Pert did not move from her position in the hammock; but firmly resisted his endeavor, and, taking his arm from around her waist, simply handed it back to him, as it were. (A maneuvre upon a girl's part more aggravating, en passant, than any other one thing she can do.)

"I am sorry," she said, as Arthur still sat in the hammock beside her, silent and downcast – "I 'm dreadfully sorry, Arthur, that you should have brought this matter up again. We have been such friends so many years, and you are such a good friend, when you are only a friend. I hate to wound you, if, indeed, you care for me as you say you do; but I do n't love you, Arthur, in the way you would have me, and I know I never shall. It's best that I should tell you this plainly, and I know you will be glad of it in the end. I am not the girl you think me, Arthur. You do n't know me as I really am. If you did you 'd be glad to have escaped so luckily. I always try to make a good impression, but really I am willful, selfish and discontented. You would be awfully sorry when it was too late. Believe me, I am telling the truth. So let's never talk about this any more, but be the good friends we have always been."

Arthur jumped up impatiently. "You are trifling with me, as you always do," he said, with a savage ring in his voice. "I do n't care what your faults are. I want you, just as you are, to be my wife. Care for you as I say I do! I have loved you since we were children together. I have never cared for any one else. My every thought has been for your happiness. I have never spared trouble, time or money in doing what I thought would please you – and why do you suppose I 've done so? for fun? for glory? for something to pass away time? I tell you, Pert, I 'm getting mighty tired of this kind of foolishness. You and I are fitted for each other by reason of natural situation, if nothing else. What other man is there around here who is anywhere near your equal, socially? What kind of a life will you lead cooped up on this hillside farm as the years go by? – a living death, only think of it!

"Your father is willing, anxious, that you should be married and safely provided for – I have talked with him; he has told me so. My father simply worships you, and nothing on earth would please him so much as to have you for a daughter-in-law."

"But, Arthur," said Pert, almost pleadingly, "I have told you how I feel about it. I don't love you, and how can I marry a man I do n't love? I am fonder of you, much fonder, than of any other man I know, and I can't begin to tell you how bad I should feel to lose your friendship, but – "
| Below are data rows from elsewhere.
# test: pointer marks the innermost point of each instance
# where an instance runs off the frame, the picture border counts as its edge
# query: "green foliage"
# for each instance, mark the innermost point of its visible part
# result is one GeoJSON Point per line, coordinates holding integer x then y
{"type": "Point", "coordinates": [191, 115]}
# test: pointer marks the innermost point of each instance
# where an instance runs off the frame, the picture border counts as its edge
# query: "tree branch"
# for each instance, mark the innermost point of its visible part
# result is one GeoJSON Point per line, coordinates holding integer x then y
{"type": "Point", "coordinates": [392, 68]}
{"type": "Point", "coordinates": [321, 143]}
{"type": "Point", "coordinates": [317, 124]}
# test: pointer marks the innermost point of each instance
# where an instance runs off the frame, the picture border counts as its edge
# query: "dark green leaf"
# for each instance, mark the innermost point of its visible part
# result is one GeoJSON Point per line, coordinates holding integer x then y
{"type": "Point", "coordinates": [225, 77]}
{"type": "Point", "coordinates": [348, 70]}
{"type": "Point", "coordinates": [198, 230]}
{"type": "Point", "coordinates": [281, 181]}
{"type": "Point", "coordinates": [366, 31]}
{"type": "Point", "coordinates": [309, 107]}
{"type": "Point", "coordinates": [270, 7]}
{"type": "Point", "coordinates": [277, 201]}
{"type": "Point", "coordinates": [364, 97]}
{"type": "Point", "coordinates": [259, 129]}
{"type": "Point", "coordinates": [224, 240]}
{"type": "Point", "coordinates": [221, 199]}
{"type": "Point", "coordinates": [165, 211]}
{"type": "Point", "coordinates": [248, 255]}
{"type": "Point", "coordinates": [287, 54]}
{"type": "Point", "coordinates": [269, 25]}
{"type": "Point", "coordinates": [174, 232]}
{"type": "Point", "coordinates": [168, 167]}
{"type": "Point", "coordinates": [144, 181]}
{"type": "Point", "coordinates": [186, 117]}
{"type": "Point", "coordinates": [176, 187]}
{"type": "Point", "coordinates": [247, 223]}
She paused as a sound of voices reached them, and in a moment, to her great relief, Sadie and Checkers, with the banjo, came round the house and joined them.

One sweep of the strings, to be sure it was in tune, and Checkers tendered Pert the instrument.

"No, I shan't play; we want to hear you," she laughingly exclaimed, putting her hands behind her. "I am only a novice, and you know the old proverb, 'The poor ye have always with ye.'"

Without more ado Checkers sat down and played a couple of lively airs.

"Now, a song," exclaimed Pert; "I am sure that you sing."

"How did you guess it?" asked Checkers, smiling. "Well, what shall it be, a 'serio-chronic,' or a song about some 'old oaken' thing?"

"Oh, something funny, Mr. Campbell," said Sadie.

Checkers sang a song of an Irish dance. This he followed with one of the popular ballads of the day, full of melody.

He had a clear, high voice, with a touch of that boyish sweetness in it, which made Emmet so famous. A sweetness to which the open air and the sharpness of the banjo added a charm.

The girls were delighted. They called upon him for song after song, until Arthur, pulling out his watch, said abruptly, "It is time to be going," and went to untie the horses.

Amid hearty hand-shakings and cordial invitations to call again soon, Checkers said good-by, and climbed into the buggy as Arthur drove up.

Down the driveway, out upon the moon-lit road, they sat in silence. Each was busy with his own thoughts. Arthur cut the horses viciously from time to time for no apparent reason. Checkers smoked a cigarette as though altogether pleased with himself. Arthur finally broke the spell. "Well," he exclaimed, with a rising inflection.

"A nice line of girls. Miss Barlow's 'Class A'" answered Checkers. "The other one is all right, too; but she 's just a few chips shy on looks."

"Looks are not the only thing in the world," snapped Arthur; "beauty's only skin deep."

"It might improve some of our friends a little to skin 'em, then, if that's so," laughed Checkers. "That reminds me," he continued musingly, "of what a friend of mine, 'Push' Miller, told me once. He said he never in his life ran across two pretty girls that trotted together. If one of 'em was a queen, her partner was safe to be about a nine-spot. He figured that the pretty one used the other as a kind of foil, while the homely one trailed along to get in on the excess trade which the pretty one drew, and turned over to her."

As Arthur neither laughed at, nor replied to, this sally, Checkers concluded he had a grouch, and left him to his own devices.

That night, upon going to bed, the girls, as was natural, had compared notes, and quickly discovered the apparent discrepancy between Checkers' statement to Mrs. Barlow, and the story Arthur had related to Pert.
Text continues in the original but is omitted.